Allegory is a powerful device, not only in film but in literature, art and music. It makes us view a philosophical concept, a historical event or maybe a part of our own human experience in a new way; showing us different aspects we had not considered or old ideas presented in a new light. It can enlighten the observer and improve the work itself. Buuut, as soon as a battlemech draws an enormous combat knife to fight a giant blue monster that just flew in on his epic-level pterodactyl mount, wellllll, you may have lost sight of your allegory.
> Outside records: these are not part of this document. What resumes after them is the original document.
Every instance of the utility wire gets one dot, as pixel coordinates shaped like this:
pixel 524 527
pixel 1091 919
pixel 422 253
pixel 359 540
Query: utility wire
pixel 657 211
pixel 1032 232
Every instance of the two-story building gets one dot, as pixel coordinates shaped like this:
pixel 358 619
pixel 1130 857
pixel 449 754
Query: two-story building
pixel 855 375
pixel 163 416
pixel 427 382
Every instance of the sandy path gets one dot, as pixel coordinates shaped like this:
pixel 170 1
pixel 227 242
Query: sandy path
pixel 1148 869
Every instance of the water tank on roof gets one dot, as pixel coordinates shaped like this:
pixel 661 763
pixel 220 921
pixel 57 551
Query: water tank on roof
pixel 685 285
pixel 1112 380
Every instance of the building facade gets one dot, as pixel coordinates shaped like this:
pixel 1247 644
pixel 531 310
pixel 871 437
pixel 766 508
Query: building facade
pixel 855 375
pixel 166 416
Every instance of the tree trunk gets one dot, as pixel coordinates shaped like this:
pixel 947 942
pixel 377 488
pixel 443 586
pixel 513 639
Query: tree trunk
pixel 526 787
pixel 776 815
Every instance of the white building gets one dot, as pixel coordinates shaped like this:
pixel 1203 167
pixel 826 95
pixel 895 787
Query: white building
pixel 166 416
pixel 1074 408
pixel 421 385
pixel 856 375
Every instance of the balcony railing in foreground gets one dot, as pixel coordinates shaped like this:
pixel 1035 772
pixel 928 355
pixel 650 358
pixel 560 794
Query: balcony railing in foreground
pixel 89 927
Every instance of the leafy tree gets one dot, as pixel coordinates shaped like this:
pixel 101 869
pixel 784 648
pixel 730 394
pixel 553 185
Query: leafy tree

It’s not just modern big budget Hollywood films that fall into this trap either. Movies have been trying to score bonus points by using allegories since the silent era. Take, for example, Fritz Lang’s Metropolis (1927). It’s an ostentatious allegory for class struggle which for some reason includes a fake robot-woman who capitalizes on her beauty to drive men into murderous rampages and is subsequently burned at the stake. And while this may be meant to parallel the “upper class†using sex to manipulate the “ignorant masses” I’d say it goes just a tinsy bit over the top. Also, Joseph Goebbels really liked it and if Nazis are into it, well, need I say more?
“But movies need to attract audiences and for that they need to be interesting!” I can hear you whining already. Well then why bother with an allegory at all? Why create such an overt parallel if you’re going to abandon it as soon as it’s inconvenient? Would Avatar be less compelling if the Na’vi were not such obvious stand-ins for native people X? Maybe it wouldn’t have been such a horrible disappointing mess if they weren’t (astounding visuals though!).
I think I know what it’s all about it though. Filmmakers feel (and they might be right) like they have to give audiences something familiar to keep them interested (or make them feel safe) and a well-trod idea or concept presented as an allegory is just the trick. But that’s not what allegories should be about; they’re about improving the experience of film watching, not making people feel comfortable while they stuff popcorn in their face. Movies abuse allegories and we let them. And that’s just plain silly.